Afirmando, destarte, o réu, nunca ter mantido com a mãe do autor, qualquer tipo de relacionamento, quanto mais sexual, verifica-se justificada sua recusa a se submeter ao exame pericial e, sendo a ação de investigação de paternidade, pertinente a direito indisponível, em que estão em jogo valores humanos fundamentais, como o nome, a honra, a identidade, a personalidade e os vínculos familiares respeitantes às duas partes envolvidas no processo, jamais o magistrado poderia antecipar sua decisão por simples presunção que só beneficia ao autor investigante. Chegou-se a um estágio de um extremado rigor processual contra o investigado, enquanto nenhuma rigidez é imposta ao investigante, apenas em nome da sacramentalidade ou da divindade de qualquer perícia biológica, em especial para o sistema com marcadores do DNA.

“A negação ao exame, enquanto não fiscalizadas as técnicas periciais, segue como lícita e adequada justificativa de oposição, até porque a presunção, como prova indireta jamais poderia chegar ao extremo rotineiramente verificado , de sopesar dos sacramentos, em que a perícia é a sublime prova, absoluta, e recusá-la, contrariando todas as esperanças cegamente nela confiadas, termina por merecer o mesmo resultado e define a paternidade por mera presunção de culpa.

E mais grave ainda está em constatar um inconciliável paradoxo judicial, pois se não existe sanção direta para quem se nega a se submeter ao exame pericial, não é possível sancionar indiretamente o investigado por seu gesto de recusa, derivando de sua resistência um resultado contrário às pretensões que sustenta.”

(Cecilia P. Grosman. Acción de Impugnación de la paternidad del marido. Editorial Ábaco de Rodolfo Depalma. Buenos Aires, 1982, pp. 182/3).

Não logrou o autor, demonstrar a existência de relacionamento íntimo entre sua mãe e o réu, verificando-se única e exclusivamente a palavra da mesma, que não mantém nexo de verossimilhança, sequer com o depoimento de sua irmã e das demais testemunhas arroladas pela parte autora.

“INVESTIGAÇÃO DE PATERNIDADE. Réu que se recusa, imotivadamente, em se submeter ao exame de HLA – Presunção da paternidade. Admissibilidade se existem outras provas no mesmo sentido.
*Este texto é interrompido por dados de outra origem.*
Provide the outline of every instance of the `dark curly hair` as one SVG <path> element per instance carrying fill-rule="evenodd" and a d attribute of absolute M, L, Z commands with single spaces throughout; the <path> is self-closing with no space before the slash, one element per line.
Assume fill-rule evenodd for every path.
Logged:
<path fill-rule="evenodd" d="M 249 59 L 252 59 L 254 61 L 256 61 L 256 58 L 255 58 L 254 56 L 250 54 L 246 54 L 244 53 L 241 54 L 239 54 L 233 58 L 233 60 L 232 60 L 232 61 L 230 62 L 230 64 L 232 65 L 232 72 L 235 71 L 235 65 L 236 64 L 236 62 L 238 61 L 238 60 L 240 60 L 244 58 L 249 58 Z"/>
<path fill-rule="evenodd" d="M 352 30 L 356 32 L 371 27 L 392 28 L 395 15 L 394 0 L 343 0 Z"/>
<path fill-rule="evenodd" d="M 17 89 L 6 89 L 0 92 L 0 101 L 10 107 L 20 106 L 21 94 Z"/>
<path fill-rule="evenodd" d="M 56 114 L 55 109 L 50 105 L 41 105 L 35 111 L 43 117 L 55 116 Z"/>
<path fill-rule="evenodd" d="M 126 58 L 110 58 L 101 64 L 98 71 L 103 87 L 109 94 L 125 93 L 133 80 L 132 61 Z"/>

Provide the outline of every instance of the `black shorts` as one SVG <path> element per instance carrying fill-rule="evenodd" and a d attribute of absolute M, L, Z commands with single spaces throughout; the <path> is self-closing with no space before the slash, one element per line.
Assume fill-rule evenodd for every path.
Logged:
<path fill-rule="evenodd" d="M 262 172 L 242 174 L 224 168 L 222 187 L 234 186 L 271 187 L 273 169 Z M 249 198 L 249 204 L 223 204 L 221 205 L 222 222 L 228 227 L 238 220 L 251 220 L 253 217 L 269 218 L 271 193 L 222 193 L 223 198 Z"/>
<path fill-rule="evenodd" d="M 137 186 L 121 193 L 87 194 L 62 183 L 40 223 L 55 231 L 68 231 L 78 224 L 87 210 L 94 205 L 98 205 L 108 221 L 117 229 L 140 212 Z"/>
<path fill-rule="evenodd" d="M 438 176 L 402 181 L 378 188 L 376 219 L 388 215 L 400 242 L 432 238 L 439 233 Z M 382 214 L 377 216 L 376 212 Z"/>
Presume-se a paternidade de quem se recusa, imotivadamente, a realizar o exame de HLA, mormente quando há nos autos outras provas nesse sentido.”

(RT. 755/369)

Com maestria ensina o Prof. CAIO MARIO DA SILVA PEREIRA que:

“Será necessário provar que ao tempo da concepção do filho houve relações sexuais entre sua mãe e o suposto pai. Levada a exigência a rigor, ter-se-ia de dar a prova direta do comércio sexual. Como é praticamente impossível, admite-se a prova indireta ou indiciária. Em se tratando de relações sexuais fortuitas ou ocasionais, o investigante há de dar a sua prova em coincidência com a concepção, além de evidenciar a honestidade da mulher, cabendo ao juiz apurar os fatos com redobrado rigor.”

(RT. 750/339)

“A ação de investigação de paternidade, estando provada a existência das relações sexuais que coincidem com a data da concepção, e sendo a mulher honesta, deve ser julgada procedente.”

(Adcoas 117.140, de 10.03.98)

Desta forma, não antevendo nos autos qualquer outra prova ou indício de prova que demonstre a verossimilhança de existência de relações sexuais entre a mãe do autor e o réu, à época da concepção, JULGO IMPROCEDENTE O PEDIDO CONTIDO NA PEÇA PREAMBULAR, condenando o autor, em razão da sucumbência, ao pagamento das custas processuais, taxa judiciária e honorários advocatícios que fixo em 15% sobre o valor da causa.

P.R.I.

CUMPRA-SE.

Nova Friburgo, 17 de dezembro de 1999.